Dans un tel climat, il ne fut pas difficile pour Al-Najjar de
convaincre certains des leaders des Ikhwan que le Hamas avait
pour projet d’infiltrer leur propre organisation. Il déclara
avoir vu un document interne au Hamas intitulé “Le plan
d’infiltration des Ikhwan”. Il cita comme preuve une série de
documents qui circulaient dans le pays alors qu’il était en
détention au département des renseignements généraux. Il déclara
que ces documents, attaquant le bureau exécutif des Ikhwan,
étaient écrits et diffusés par les leaders du Hamas en Jordanie.
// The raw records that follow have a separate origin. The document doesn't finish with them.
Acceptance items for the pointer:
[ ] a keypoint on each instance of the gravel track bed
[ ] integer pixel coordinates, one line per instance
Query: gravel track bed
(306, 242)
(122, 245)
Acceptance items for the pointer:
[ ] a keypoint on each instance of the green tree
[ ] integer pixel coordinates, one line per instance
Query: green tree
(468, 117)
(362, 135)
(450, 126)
Lorsque les documents firent leur apparition, au début, signés
seulement “Kawadir Al-Ikhwan Al-Muslimin” (les cadres des Ikhwan),
les Ikhwan avaient conclu que c’était l’œuvre du DRG. Al-Najjar
accusa aussi Muhammad Nazzal d’avoir divulgué des histoires à la
presse au sujet d’affaires internes aux Ikhwan en Jordanie. Les
Ikhwan tentèrent de garder une confidentialité absolue lors de
la conduite de leurs investigations. Certains des témoins qui
leur furent présentés par Al-Najjar avaient travaillé pour le
Hamas et souhaitaient que leur participation reste secrète.
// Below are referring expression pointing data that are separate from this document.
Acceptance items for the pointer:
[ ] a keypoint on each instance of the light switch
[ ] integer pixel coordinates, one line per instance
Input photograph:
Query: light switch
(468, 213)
Outefois, le bureau politique du Hamas fut au courant de ce qui
se passait. L’investigation des Ikhwan coïncidait avec la tenue
d’un tribunal d’appels pour écouter les objections faites par
Al-Najjar et la direction du Hamas contre le verdict du
précédent tribunal. Le Hamas pensait que la sentence contre Al-Najjar
était trop clémente, alors qu’Al-Najjar croyait qu’il n’aurait
pas dû être inculpé en premier lieu. Avec de nouvelles preuves
contre Al-Najjar devant le tribunal d’appels, ce dernier décida
qu’il devait être complètement renvoyé du mouvement et que tous
les droits devaient lui être reniés.
Les leaders des Ikhwan, qui avaient promis de protéger Al-Najjar
pendant le déroulement de leur investigation, furent irrités par
la décision du Hamas de le renvoyer, et ils décidèrent de lui
permettre de garder son adhésion aux Ikhwan, sans tenir compte
de ce que pouvait décider le Hamas. Ils critiquèrent aussi le
tribunal du Hamas pour avoir décidé que ses droits lui seraient
refusés. Les Ikhwan furent d’avis que même si Al-Najjar était
dans le tort, la meilleure option était de le garder plutôt que
de le provoquer davantage. Al-Najjar fut aussi suspecté d’avoir
diffusé les déclarations écrites concernant les affaires
internes du Hamas, qui révélaient des informations
confidentielles, d’avoir publié les noms des membres et leaders
qui n’étaient pas connus du public, et d’avoir accusé de hauts
leaders du Hamas de corruption. Certains leaders du Hamas furent
forcés de se défendre. En conséquence de ces allégations, ils
furent obligés de produire des documents qui prouvaient que
leurs maisons, qu’ils furent accusés d’avoir payé avec de
l’argent appartement au Hamas, avaient en réalité était achetés
avec leur propre argent ou celui de leurs épouses.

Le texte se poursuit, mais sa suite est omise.